Jeremy Hunt was drafted in to lead the Treasury after Truss sacked Kwasi Kwarteng amid rising pressure following the turbulent market reaction to the new administration’s “mini-budget.”
“The prime minister’s in charge,” Hunt, a former foreign and health secretary, told the BBC when he was asked whether he now held all the power at Downing Street.
Truss and Kwarteng had slowly unraveled key elements of their economic vision, including tax cuts for top earners and a halt on corporation tax rises, before the prime minister gave in to financial market instability and tanking polling figures and fired Kwarteng.
Hunt has now said taxation will rise and public spending will shrink, despite Britain’s growing cost-of-living crisis.
He said he had been surprised to receive the call to return to the Cabinet, but he was “honored” to join the government as he shared Truss’ desire to prioritize economic growth.
“She has changed the way we’re going to get there, but she has not changed the destination, which is to get the country growing,” Hunt said.
It remains unclear if Truss, who throughout this summer’s leadership campaign secured the support of a majority of Conservative Party members but not of its lawmakers, can ward off any plots to oust her.
Tory lawmaker Robert Halfon told Sky News on Sunday that many colleagues remained unhappy and the situation “has to improve”.
Opposition leader Keir Starmer has pressed the Labour Party’s call for an immediate general election to restore stability, saying the Conservatives are “at the end of the road”.
Hunt has suggested an election is not imminent election, saying Truss will be judged on how her government performs over the next 18 months.

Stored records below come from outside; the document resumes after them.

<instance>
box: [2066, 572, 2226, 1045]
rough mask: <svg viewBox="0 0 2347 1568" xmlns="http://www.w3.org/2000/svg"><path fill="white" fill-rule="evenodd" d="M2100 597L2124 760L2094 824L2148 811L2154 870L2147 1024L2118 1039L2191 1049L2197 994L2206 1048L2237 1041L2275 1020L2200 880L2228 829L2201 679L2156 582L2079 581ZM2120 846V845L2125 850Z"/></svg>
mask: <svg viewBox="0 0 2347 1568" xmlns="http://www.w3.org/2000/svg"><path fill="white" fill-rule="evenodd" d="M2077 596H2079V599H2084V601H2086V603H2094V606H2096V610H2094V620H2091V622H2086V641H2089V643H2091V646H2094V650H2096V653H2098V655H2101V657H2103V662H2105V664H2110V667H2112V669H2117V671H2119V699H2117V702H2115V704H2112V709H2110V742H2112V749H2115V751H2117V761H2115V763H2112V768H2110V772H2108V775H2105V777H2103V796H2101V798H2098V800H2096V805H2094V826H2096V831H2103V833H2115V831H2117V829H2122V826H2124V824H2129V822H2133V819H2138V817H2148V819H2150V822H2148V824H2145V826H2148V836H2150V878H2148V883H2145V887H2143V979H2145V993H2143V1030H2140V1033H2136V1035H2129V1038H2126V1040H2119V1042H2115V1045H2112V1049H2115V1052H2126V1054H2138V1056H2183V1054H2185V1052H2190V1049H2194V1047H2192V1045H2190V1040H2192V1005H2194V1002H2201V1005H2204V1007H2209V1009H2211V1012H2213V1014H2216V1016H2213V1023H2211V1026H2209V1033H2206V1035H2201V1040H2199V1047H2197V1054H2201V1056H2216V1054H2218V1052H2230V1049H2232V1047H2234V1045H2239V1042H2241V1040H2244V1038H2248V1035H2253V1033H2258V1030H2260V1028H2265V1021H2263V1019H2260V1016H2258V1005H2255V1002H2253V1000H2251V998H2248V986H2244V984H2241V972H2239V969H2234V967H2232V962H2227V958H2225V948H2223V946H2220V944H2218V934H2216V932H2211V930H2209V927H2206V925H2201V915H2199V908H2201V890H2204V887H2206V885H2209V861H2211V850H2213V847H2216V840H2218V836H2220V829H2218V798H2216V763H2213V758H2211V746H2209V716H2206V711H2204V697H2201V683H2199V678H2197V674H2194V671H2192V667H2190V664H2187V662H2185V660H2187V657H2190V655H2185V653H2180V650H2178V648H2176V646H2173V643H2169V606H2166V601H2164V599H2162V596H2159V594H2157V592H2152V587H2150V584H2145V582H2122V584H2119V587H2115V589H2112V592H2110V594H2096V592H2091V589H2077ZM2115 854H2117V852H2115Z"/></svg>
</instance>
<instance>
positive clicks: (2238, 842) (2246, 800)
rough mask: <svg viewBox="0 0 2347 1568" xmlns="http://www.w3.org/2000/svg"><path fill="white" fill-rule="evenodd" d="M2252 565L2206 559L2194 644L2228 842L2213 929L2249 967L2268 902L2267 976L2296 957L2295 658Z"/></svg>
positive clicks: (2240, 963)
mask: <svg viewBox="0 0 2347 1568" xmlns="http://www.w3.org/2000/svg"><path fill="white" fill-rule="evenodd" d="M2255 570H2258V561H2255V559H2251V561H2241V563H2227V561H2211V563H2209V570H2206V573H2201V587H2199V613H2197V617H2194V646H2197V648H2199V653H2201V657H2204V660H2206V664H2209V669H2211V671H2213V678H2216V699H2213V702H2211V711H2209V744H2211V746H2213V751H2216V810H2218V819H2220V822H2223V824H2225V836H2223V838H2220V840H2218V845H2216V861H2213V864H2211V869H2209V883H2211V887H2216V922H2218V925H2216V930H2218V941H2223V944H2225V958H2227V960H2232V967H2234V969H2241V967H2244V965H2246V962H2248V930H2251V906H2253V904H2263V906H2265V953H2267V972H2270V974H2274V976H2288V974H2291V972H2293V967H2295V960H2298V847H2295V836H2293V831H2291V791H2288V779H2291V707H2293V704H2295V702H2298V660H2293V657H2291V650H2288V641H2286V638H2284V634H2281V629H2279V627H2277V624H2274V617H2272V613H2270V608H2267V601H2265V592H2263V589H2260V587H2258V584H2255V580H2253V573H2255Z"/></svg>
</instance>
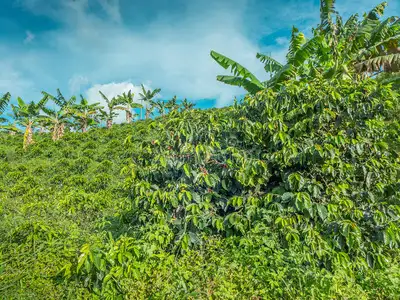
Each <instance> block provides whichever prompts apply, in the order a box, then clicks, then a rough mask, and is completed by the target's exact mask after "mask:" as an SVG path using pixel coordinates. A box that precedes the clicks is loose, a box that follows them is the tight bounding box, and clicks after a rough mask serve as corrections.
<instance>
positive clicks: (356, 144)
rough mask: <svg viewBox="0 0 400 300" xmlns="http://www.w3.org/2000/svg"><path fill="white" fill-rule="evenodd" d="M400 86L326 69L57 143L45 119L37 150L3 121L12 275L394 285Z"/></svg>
mask: <svg viewBox="0 0 400 300" xmlns="http://www.w3.org/2000/svg"><path fill="white" fill-rule="evenodd" d="M321 91H322V92H321ZM398 96H399V95H398V94H397V93H396V92H395V91H393V90H392V89H391V88H390V86H389V87H388V86H385V85H380V84H377V83H376V82H375V81H373V80H366V81H364V82H362V83H357V84H351V83H348V84H343V83H342V84H341V85H340V86H337V87H333V86H332V85H328V84H326V83H325V82H324V80H320V81H318V80H315V81H314V82H313V84H312V85H310V84H303V85H300V86H299V85H292V84H288V85H287V86H286V89H285V90H284V91H280V92H279V94H276V93H275V92H272V91H266V92H264V93H261V94H257V95H256V96H254V97H253V96H249V97H246V98H245V99H244V101H243V103H240V104H239V103H237V104H235V105H234V106H232V107H230V108H226V109H223V110H219V109H214V110H206V111H201V110H192V111H187V112H175V113H171V114H170V115H168V117H164V118H157V119H155V120H147V121H139V122H135V123H134V124H131V125H128V124H126V125H119V126H114V127H113V128H112V129H111V130H107V129H92V130H90V131H89V132H87V133H84V134H82V133H66V135H65V136H64V138H63V139H62V140H59V141H57V142H55V143H54V142H53V141H52V140H51V136H50V134H37V135H36V139H37V142H36V143H35V144H34V145H32V146H31V147H30V148H29V150H28V151H23V150H22V149H21V146H20V145H21V142H22V138H23V137H22V136H9V135H2V136H1V141H2V142H1V145H2V146H1V149H0V154H1V156H2V161H1V169H0V170H1V173H0V176H1V183H2V185H1V191H2V193H1V219H0V222H1V223H0V225H1V226H0V230H1V231H0V236H1V240H2V241H3V243H2V244H1V253H2V257H1V260H2V263H1V275H0V276H1V279H2V280H1V282H2V284H1V291H2V293H3V295H5V296H6V297H10V298H13V297H17V296H19V297H22V298H27V297H32V298H43V297H46V296H49V295H51V298H55V299H56V298H62V297H70V298H79V297H83V298H85V297H89V295H91V296H93V295H98V296H101V297H106V298H107V297H108V298H110V299H112V298H114V297H116V296H117V295H119V296H121V297H122V296H124V297H127V298H132V299H135V298H144V299H145V298H151V297H153V298H165V297H167V298H185V297H193V298H200V299H201V298H204V299H206V298H209V297H214V298H231V299H235V298H236V299H237V298H243V299H246V298H251V297H255V298H257V297H261V298H271V299H272V298H277V297H278V298H282V297H283V298H304V297H311V298H316V299H326V298H327V297H328V298H332V297H339V298H341V297H343V298H356V297H357V298H365V299H367V298H375V299H377V298H380V299H384V298H395V297H397V296H398V295H400V290H399V286H400V272H399V271H400V270H399V267H398V263H399V251H398V247H399V241H400V238H399V237H400V231H399V213H400V205H399V204H400V203H399V191H400V188H399V157H398V151H399V146H400V140H399V137H400V135H399V123H398V120H397V118H396V116H397V115H398V113H399V108H400V106H399V97H398ZM343 99H346V101H343Z"/></svg>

The Conservatives want to win back the trust of the public before any national vote.
Recent polls have placed the Conservative Party at a vote share of around 25%, a far cry from the 42.4% share they received in December 2019 which handed then-leader Boris Johnson a commanding majority in Parliament.
The current prime minister argued she still held credibility during a four-question news conference on Friday when she announced the appointment of Hunt.